We're considering adding Kafka monitoring to SPM (see http://sematext.com/spm/index.html ). We use Kafka ourselves and would like to see our Kafka metrics in SPM along with Hadoop, HBase, Solr, and other metrics we monitor.
My questions: * What do people currently use for monitoring Kafka? * Is there apetite for adding Kafka support to SPM? * How different is the structure/content of JMX for 0.7 vs. 0.8? Is 0.8 a backwards-compatible superset of 0.7?
I think there's really two angles to look at this from...
1) What is 'important' to monitor? Meaning, what subset of these are important/critical for being able to tell system health (things you want to set alerts on), what subset are nice to have for overall health and capacity planning (things you want to create pretty graphs on) and the rest (not immediately useful in general, but can really help in a debugging/triage situation).
2) How do you get the data? Kind of independent of the above, though kinda related as well.

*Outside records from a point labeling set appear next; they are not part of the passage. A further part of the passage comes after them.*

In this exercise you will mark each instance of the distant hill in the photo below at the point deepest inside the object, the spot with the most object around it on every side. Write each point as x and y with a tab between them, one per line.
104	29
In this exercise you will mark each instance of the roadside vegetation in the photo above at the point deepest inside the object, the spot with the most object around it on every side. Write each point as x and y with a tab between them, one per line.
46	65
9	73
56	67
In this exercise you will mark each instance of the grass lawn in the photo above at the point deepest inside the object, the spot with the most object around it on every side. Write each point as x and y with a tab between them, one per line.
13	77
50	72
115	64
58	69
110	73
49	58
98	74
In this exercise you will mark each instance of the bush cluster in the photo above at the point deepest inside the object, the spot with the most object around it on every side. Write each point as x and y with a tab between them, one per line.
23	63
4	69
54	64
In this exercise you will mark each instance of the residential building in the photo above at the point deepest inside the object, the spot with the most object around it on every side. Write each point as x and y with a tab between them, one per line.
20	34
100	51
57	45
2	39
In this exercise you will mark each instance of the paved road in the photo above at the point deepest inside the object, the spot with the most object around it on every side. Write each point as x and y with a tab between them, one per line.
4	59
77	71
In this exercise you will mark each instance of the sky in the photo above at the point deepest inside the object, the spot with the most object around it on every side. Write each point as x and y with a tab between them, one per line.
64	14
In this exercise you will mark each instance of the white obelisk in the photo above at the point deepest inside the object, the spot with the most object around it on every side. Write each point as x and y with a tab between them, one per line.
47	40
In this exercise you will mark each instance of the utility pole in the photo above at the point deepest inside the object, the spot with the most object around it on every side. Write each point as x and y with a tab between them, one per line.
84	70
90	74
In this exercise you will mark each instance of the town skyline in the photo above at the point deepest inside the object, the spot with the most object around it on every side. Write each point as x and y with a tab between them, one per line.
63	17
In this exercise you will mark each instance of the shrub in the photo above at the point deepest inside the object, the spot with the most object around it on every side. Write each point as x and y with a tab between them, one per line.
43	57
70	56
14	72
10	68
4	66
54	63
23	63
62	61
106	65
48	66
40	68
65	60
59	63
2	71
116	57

As for the second one, you need to look at the collection mechanics. As you mentioned below, large scale polling (especially with a non-trivial number of beans) is expensive and problematic no matter how you do it (JMX or HTTP) given enough scale. I don't have much experience with the codahale metrics route directly, but I have messed with Jolokia, which is likely in the same boat - they expose the metrics for you to grab. In both cases, given enough data points (and kafka, depending on the number of topics involved, has a /lot/ of them), either can be slow if not implemented carefully. Meaning you may overrun your desired polling interval.
In very large environments, I've found it very scalable to have either a local poller on the box (which could be reading via JMX or HTTP) which then emits the data to something or have some kind of wrapper around the application that does the collection/emission (launching the broker as a thread, and the parent process dows some JMX magic to connect to the data points). Both of these routes depend a lot on your monitoring infrastructure, but they will help you get around the general wide polling problem...